İşin hakikatine bakarsanız, Netanyahu’nun iki yıl önceki basın bültenine şahitlik eden herkes, bu suikastin istihbaratına sahip idi… Şemhanî’nin yaptığı bu manada, sabahın seherinde orta yere bir kibir heykeli gibi kurulup:
“Güneşin doğacağını biliyordum!”
Demek gibi bir şey… Devlet ciddiyetiyle de asla bağdaşır değil… Ama işte bu bağdaşmazlıklar da, kaçınılmaz oluyor… Zira İranlı yetkililer, aslında çuvaldaki mızrak gibi artık alenileşmeye başlamış bir orta oyununu, hakiki bir cedelin yansımaları olarak yansıtmaktan kaynaklı tenakuzlara düşmekteler… Traji-komik değil de, traji-hinlik belirten bir vaziyet…

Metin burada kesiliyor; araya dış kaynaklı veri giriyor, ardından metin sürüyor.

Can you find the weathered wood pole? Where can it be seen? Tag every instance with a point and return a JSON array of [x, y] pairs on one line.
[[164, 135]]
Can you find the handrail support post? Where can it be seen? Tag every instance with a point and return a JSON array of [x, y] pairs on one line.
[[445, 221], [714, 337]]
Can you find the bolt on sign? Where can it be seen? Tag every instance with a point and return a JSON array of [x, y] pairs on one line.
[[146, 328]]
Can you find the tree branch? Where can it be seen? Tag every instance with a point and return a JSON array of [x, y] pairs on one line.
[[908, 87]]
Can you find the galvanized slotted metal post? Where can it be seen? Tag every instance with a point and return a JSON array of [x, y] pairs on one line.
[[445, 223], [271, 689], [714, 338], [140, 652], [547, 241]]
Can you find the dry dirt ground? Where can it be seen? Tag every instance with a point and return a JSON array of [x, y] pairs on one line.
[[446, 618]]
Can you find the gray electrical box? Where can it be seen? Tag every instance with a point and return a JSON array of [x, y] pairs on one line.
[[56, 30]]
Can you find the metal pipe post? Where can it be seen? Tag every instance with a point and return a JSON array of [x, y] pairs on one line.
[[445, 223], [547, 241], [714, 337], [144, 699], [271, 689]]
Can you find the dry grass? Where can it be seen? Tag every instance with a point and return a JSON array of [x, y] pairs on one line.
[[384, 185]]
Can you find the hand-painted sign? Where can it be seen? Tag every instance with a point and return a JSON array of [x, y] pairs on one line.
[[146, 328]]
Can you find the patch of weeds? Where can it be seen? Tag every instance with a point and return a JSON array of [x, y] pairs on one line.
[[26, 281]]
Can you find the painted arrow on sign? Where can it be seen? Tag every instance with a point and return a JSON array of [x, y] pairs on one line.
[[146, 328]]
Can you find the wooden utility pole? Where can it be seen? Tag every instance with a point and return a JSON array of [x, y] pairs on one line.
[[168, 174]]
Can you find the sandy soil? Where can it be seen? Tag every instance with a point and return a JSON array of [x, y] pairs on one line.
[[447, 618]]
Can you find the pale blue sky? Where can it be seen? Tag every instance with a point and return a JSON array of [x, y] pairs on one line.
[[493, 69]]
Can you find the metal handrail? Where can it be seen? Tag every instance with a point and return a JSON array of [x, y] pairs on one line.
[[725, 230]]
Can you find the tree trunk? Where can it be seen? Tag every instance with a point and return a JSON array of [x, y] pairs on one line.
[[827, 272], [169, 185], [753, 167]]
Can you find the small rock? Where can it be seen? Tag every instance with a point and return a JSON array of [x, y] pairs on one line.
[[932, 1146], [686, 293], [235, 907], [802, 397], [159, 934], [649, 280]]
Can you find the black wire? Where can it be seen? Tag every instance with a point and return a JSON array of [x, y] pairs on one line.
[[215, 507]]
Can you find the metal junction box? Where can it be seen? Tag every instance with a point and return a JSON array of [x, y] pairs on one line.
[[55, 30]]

Şuna bir bakın, İran Hükümet Sözcüsü Ali Rebiî, Fahrizade suikasti için düzenlediği basın bülteninde ne diyor:
-Terör ve casusluk örgütleri takibimiz altındaydı. Suikastin yeri tahmin edilmişti. Biraz dikkat ve koruma protokollerine uyarak bu suçu engelleyebilirdik…
Ama işte engelleyemedin… Ya engelleyemeyecek kadar eşeksin, ya da kasten engellemeyecek kadar eşşek oğlu eşeksin…
Tabi bunu engelleyebilmek için, aleni tarafı bile derin İsrail ile derin tarafı bile aleni İran arasında çevrilmekte olan senaryoyu nakz etmek lazımdı ki; bu da, İran’da İran’a rağmen İran varlığı göstermek gibi ucube bir duruma taalluk eder… Kaçınılmaz tenakuzlar… Cilası ise tehdit… Senaryo gereği tehdit…
Hükümet Sözcüsü Ali Rebiî’nin de bu manada, böylesi açıklamalarda bulunduğu toplantıda sakın guguk kuşu lisanıyla tehditte bulunmadığını düşünmeyin:
-Zamanı geldiğinde bu suikaste kesin bir karşılık vereceğiz!
Şimdi; İran cüssesinin ruhu mesabesindeki Hamaney’den, İran ruhunun cüssesi mesabesindeki Devrim Muhafızları’na kadar bütün İran sinir sistemi, guguklu saat sisteminden baş doğrultan guguk kuşları gibi tehdit ötüşleri yapmakta… Fahrizade’nin intikamı mutlaka alınacakmış!
Ama dikkat edin; intikamlarına muhatap tuttukları suret makamında da yeni ABD Başkanı Biden değil, devrin ABD Başkanı Trump var… Başta Hamaney, alenen bütün İran Devleti, Biden’i açıktan adeta “Beklenen Mehdi”leri gibi bekliyorlar… Zira Biden’in, İran’la uzlaşma yanlısı olduğuna dair bir kanaat oturmuş vaziyette… İran Cumhurbaşkanı Ruhanî’nin, Fahrizade suikastine getirdiği yaklaşım şöyle:
-Trump giderayak kaos çıkarmak istiyor… Birkaç hafta sonra baskı dönemlerinin sona ereceğini hissediyorlar ve dünyadaki şartları değiştirmek ve dikkatleri Filistin işgalinden başka noktalara çevirmek istiyorlar… İsrail’in tuzağına düşmeyeceğiz…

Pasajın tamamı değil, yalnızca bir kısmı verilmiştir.